Aaron’s, Inc. (AAN - Free Report) is scheduled to report third-quarter 2019 results on Nov 4.
We note that the company has a mixed record of earnings surprise in the trailing four quarters, with a beat in the preceding two quarters. It delivered average positive earnings surprise of 3.2% in the last four quarters. Let’s see how things are shaping up for this announcement.
Which Way Are Estimates Heading?
The Zacks Consensus Estimate for Aaron’s third-quarter earnings is pegged at 82 cents, indicating growth of 18.8% from the prior-year quarter. Notably, the consensus mark has been unchanged over the past 30 days.
For quarterly revenues, the consensus estimate stands at $980.3 million, suggesting an increase of roughly 2.9% from the prior-year quarter’s reported figure. Moreover, the Zacks Consensus Estimate for third-quarter revenues for the company’s Progressive and Aaron’s Business segments stand at $533 million and $441 million, respectively. These suggest growth of 5.8% and 0.5% from the year-ago period’s reported numbers.
Factors at Play
Strength in Aaron’s Progressive segment on higher invoice volume and solid customer base is likely to have driven third-quarter 2019 performance. In addition, the quarterly results might reflect the company’s efforts to bring sustainable growth across the Aaron’s Business segment.
The company remains committed to making investments for improving customer experience, operating efficiencies, compliance and employee engagement. Also, its efforts to expand the next-generation store concept — including renovation and reposition of certain existing stores — are likely to have driven higher in-store traffic and overall revenues. Furthermore, sales across the company’s e-commerce site (Aarons.com) are expected to have boosted the top line in the third quarter.
Meanwhile, Aaron’s same-store sales (comps) in the third quarter are likely to have been driven by improvement in pricing, product mix and business transformation initiatives.
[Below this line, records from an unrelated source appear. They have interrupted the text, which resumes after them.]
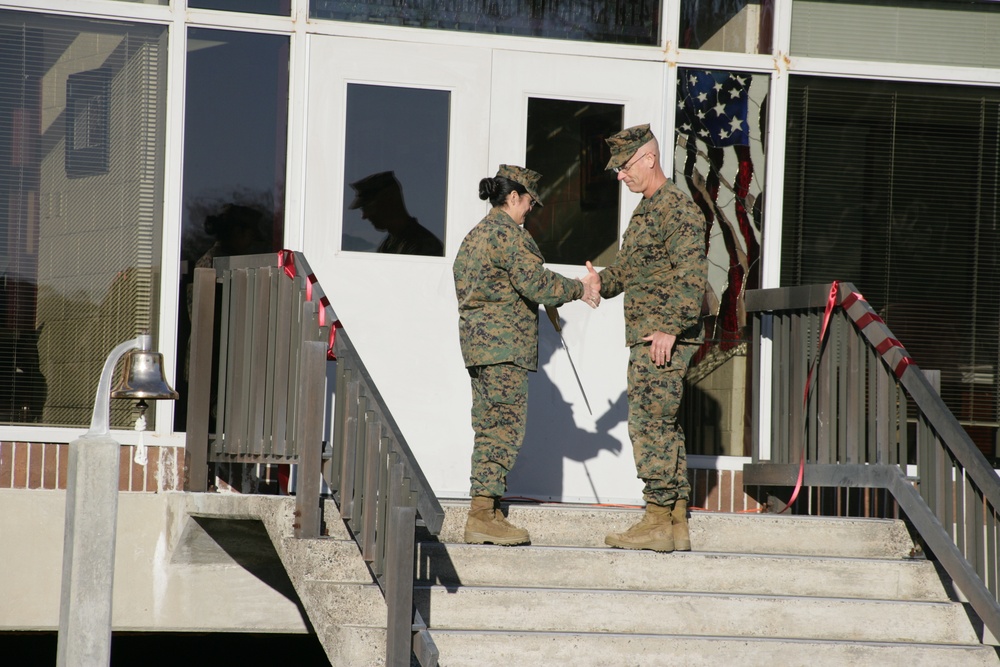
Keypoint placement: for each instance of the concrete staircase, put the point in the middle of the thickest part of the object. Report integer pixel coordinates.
(757, 590)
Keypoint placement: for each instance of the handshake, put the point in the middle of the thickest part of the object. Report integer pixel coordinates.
(591, 287)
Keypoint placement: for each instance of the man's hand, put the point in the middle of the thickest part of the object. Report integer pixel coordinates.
(591, 286)
(661, 347)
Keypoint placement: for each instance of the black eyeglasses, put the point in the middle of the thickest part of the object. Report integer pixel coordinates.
(628, 166)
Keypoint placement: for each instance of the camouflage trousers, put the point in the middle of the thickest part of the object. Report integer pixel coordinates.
(499, 417)
(654, 398)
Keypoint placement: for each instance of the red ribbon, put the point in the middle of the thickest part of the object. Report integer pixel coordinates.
(286, 260)
(831, 301)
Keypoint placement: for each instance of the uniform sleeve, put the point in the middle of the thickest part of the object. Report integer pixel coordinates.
(530, 278)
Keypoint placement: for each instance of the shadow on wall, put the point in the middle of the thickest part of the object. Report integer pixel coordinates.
(553, 435)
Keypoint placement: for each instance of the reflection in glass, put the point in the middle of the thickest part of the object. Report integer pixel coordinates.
(734, 26)
(81, 162)
(234, 158)
(269, 7)
(396, 170)
(565, 144)
(719, 160)
(610, 21)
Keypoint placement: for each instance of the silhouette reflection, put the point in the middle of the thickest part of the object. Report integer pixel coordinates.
(380, 198)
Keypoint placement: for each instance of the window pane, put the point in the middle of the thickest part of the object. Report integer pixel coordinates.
(612, 21)
(565, 144)
(736, 26)
(81, 172)
(235, 124)
(938, 32)
(894, 187)
(396, 170)
(270, 7)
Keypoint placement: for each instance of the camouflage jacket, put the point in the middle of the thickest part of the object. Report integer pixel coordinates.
(499, 282)
(661, 267)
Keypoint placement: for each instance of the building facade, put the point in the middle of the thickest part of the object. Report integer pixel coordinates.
(822, 140)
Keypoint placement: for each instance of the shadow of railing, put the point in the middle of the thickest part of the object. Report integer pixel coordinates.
(843, 396)
(263, 332)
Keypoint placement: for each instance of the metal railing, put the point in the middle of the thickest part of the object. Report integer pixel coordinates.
(274, 331)
(850, 408)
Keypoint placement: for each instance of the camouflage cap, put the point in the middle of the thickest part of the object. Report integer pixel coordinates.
(624, 144)
(529, 179)
(368, 187)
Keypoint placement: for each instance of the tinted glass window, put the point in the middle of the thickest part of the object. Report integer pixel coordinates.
(81, 170)
(613, 21)
(271, 7)
(735, 26)
(565, 144)
(235, 124)
(396, 170)
(895, 187)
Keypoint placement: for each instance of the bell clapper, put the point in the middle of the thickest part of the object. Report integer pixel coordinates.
(140, 426)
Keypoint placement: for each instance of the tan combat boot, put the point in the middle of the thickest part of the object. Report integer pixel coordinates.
(487, 524)
(682, 538)
(654, 531)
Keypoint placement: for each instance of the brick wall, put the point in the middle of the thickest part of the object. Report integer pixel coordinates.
(38, 465)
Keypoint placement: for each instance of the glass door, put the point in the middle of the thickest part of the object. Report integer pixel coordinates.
(552, 113)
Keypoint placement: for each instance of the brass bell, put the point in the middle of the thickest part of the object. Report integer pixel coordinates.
(142, 377)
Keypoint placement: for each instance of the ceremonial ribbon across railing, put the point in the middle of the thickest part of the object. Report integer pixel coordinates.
(890, 349)
(286, 260)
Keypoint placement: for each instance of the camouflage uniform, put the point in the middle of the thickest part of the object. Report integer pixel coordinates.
(499, 282)
(661, 268)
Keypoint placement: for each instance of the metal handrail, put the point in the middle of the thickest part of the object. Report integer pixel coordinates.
(844, 393)
(277, 331)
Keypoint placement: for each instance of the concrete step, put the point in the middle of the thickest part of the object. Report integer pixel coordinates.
(705, 615)
(614, 569)
(463, 648)
(586, 526)
(324, 559)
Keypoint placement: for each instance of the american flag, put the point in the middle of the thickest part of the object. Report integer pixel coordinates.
(713, 119)
(713, 104)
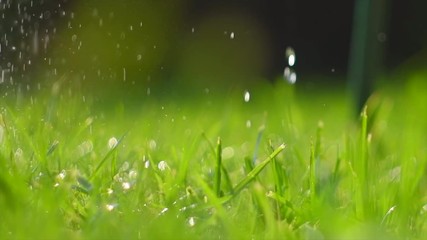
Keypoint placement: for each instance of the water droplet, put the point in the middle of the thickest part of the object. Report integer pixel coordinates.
(290, 55)
(152, 144)
(126, 185)
(232, 35)
(247, 96)
(110, 207)
(163, 211)
(162, 166)
(381, 37)
(133, 174)
(112, 142)
(227, 153)
(290, 75)
(191, 221)
(147, 164)
(62, 174)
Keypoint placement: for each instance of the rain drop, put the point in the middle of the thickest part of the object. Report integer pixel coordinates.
(191, 221)
(290, 75)
(290, 55)
(232, 35)
(247, 96)
(112, 142)
(126, 185)
(162, 166)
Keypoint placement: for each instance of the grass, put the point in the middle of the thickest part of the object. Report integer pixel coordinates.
(290, 163)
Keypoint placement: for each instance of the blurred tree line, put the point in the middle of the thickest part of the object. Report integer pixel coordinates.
(195, 42)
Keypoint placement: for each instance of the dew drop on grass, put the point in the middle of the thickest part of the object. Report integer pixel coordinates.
(112, 142)
(110, 207)
(232, 35)
(147, 164)
(164, 210)
(126, 185)
(290, 55)
(62, 174)
(227, 153)
(247, 96)
(152, 144)
(162, 166)
(191, 221)
(290, 75)
(133, 174)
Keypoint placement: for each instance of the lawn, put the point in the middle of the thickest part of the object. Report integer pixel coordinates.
(269, 161)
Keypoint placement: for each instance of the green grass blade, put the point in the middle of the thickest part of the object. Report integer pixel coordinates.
(218, 168)
(254, 173)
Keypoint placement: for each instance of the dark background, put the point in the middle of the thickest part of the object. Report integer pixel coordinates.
(190, 38)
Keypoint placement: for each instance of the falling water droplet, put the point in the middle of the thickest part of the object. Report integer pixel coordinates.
(290, 55)
(112, 142)
(232, 35)
(247, 96)
(162, 166)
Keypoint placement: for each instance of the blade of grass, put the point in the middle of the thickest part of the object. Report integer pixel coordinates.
(312, 173)
(107, 156)
(257, 170)
(218, 167)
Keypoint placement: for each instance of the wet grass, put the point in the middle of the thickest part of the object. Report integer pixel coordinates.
(287, 163)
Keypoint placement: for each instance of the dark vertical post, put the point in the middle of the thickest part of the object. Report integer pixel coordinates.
(366, 52)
The Zacks Consensus Estimate for comps is pegged at growth of 0.2% for the quarter to be reported, whereas the company reported flat comps in the year-ago quarter.
However, higher write-offs and ongoing investments associated with transformation initiatives might have impacted the company’s EBITDA in the third quarter. Increase in write-offs —stemming from rise in the number and type of promotional offerings, store closures, higher ticket leases and an increasing mix of e-commerce as a percent of revenues — is expected to have affected the company’s performance in the quarter. This increase in write-offs is expected to lead to elevated operating expenses, which might show on the company’s operating income and profitability.
What the Zacks Model Predicts
Our proven model does not conclusively predict an earnings beat for Aaron’s this time around. The combination of a positive Earnings ESP and a Zacks Rank #1 (Strong Buy), 2 (Buy) or 3 (Hold) increases the odds of an earnings beat. But that’s not the case here. You can uncover the best stocks to buy or sell before they’re reported with our Earnings ESP Filter.
Although Aaron’s carries a Zacks Rank #2, its Earnings ESP of 0.00% makes surprise prediction difficult.
Stocks with Favorable Combination
Here are some companies you may want to consider, as our model shows that these have the right combination of elements to post an earnings beat:
Papa John's International, Inc (PZZA - Free Report) currently has an Earnings ESP of +30.44% and a Zacks Rank #3. You can see the complete list of today’s Zacks #1 Rank stocks here.
Tecnoglass Inc (TGLS - Free Report) has an Earnings ESP of +14.05% and a Zacks Rank #3 at present.
CarMax, Inc (KMX - Free Report) currently has an Earnings ESP of +5.53% and a Zacks Rank #3.